The Invisible Woman tells the story of the 13-year affair between Charles Dickens and Nelly Ternan, an actress 27 years younger than him. Ralph Fiennes directs and stars in the film, based on the biography The Invisible Woman: The Story of Nelly Ternan and Charles Dickens by Claire Tomalin.

Homefront, based on the novel by Chuck Logan, stars Jason Statham as Phil Broker, a recently widowed, former DEA agent who moves to a small town with his young daughter, hoping for a quiet life.
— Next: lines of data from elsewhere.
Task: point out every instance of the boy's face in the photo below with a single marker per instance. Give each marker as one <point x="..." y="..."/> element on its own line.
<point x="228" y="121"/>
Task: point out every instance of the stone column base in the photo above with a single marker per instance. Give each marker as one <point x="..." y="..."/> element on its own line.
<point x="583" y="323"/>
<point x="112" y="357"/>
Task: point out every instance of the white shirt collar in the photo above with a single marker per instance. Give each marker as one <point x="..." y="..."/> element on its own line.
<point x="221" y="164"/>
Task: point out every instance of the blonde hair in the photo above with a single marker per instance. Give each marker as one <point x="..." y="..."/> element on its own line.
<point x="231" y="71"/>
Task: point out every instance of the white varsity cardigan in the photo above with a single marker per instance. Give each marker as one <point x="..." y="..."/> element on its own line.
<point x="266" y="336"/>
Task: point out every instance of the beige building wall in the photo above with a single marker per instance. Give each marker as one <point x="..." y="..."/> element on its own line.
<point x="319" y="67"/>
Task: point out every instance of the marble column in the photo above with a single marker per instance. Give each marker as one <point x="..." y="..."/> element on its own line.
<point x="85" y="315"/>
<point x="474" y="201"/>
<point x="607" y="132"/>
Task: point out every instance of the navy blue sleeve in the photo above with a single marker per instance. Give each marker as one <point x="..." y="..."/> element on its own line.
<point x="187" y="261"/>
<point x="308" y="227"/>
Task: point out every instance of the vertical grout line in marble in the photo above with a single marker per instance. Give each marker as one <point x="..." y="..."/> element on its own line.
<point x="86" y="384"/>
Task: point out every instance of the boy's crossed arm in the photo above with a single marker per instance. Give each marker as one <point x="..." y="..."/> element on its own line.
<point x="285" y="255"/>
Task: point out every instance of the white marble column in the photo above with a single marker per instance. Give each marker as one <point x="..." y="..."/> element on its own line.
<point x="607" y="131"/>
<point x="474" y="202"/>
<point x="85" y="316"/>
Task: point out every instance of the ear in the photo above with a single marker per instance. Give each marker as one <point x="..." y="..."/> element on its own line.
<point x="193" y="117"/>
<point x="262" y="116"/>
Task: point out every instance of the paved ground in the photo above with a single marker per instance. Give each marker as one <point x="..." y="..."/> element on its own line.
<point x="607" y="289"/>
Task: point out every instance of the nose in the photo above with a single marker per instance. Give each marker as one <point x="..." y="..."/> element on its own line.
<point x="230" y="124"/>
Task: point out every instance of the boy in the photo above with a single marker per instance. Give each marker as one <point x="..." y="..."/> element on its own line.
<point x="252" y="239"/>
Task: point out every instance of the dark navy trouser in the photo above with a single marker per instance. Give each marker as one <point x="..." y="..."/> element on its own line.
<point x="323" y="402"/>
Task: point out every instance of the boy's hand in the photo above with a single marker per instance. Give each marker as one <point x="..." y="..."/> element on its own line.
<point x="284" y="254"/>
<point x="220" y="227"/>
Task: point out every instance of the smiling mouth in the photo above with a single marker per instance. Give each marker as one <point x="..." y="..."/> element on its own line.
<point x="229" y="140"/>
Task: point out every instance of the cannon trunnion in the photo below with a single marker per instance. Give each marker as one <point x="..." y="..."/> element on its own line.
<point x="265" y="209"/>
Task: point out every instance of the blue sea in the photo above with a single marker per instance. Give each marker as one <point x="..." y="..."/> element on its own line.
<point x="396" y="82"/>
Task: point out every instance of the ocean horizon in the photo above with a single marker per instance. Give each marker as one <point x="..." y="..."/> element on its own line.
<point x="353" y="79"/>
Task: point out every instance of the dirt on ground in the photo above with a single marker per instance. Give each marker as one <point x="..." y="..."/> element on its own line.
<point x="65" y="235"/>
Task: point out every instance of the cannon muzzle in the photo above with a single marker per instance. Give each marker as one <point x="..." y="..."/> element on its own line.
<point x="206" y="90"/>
However, the town they choose is run by a violent drug dealer, played by James Franco, and it’s up to Broker to save them all.

Labor Day stars Kate Winslet as Adele, a reclusive single mother who is coerced into taking an escaped convict, Frank, into her home. Although Adele and her son are at first frightened of Frank, he quickly becomes part of the family over the long Labor Day weekend. Will the police catch up to him, or will they all live happily ever after? Based on the novel by Joyce Maynard.

The Hobbit: The Desolation of Smaug is the second part of a 3-part adaptation of JRR Tolkien’s classic fantasy novel. Set in Middle-Earth, 60 years before The Lord of the Rings: The Fellowship of the Ring, this film continues the adventure of Bilbo Baggins (The Hobbit) on his quest to reclaim the Lonely Mountain and the lost Dwarf Kingdom of EreborStarring Benedict Cumberbatch, Evangeline Lilly, Cate Blanchett, and Orlando Bloom.

The Secret Life of Walter Mitty is based on the short story of the same name by James Thurber. The film, directed by and starring Ben Stiller, depicts the rich fantasy life of the of the otherwise quiet, mild-mannered magazine editor, Walter. But when his job is threatened, he goes on a real-life adventure that surpasses anything in his imagination.

Remember, it's always better to read the book before you see the movie, so come in and check one out!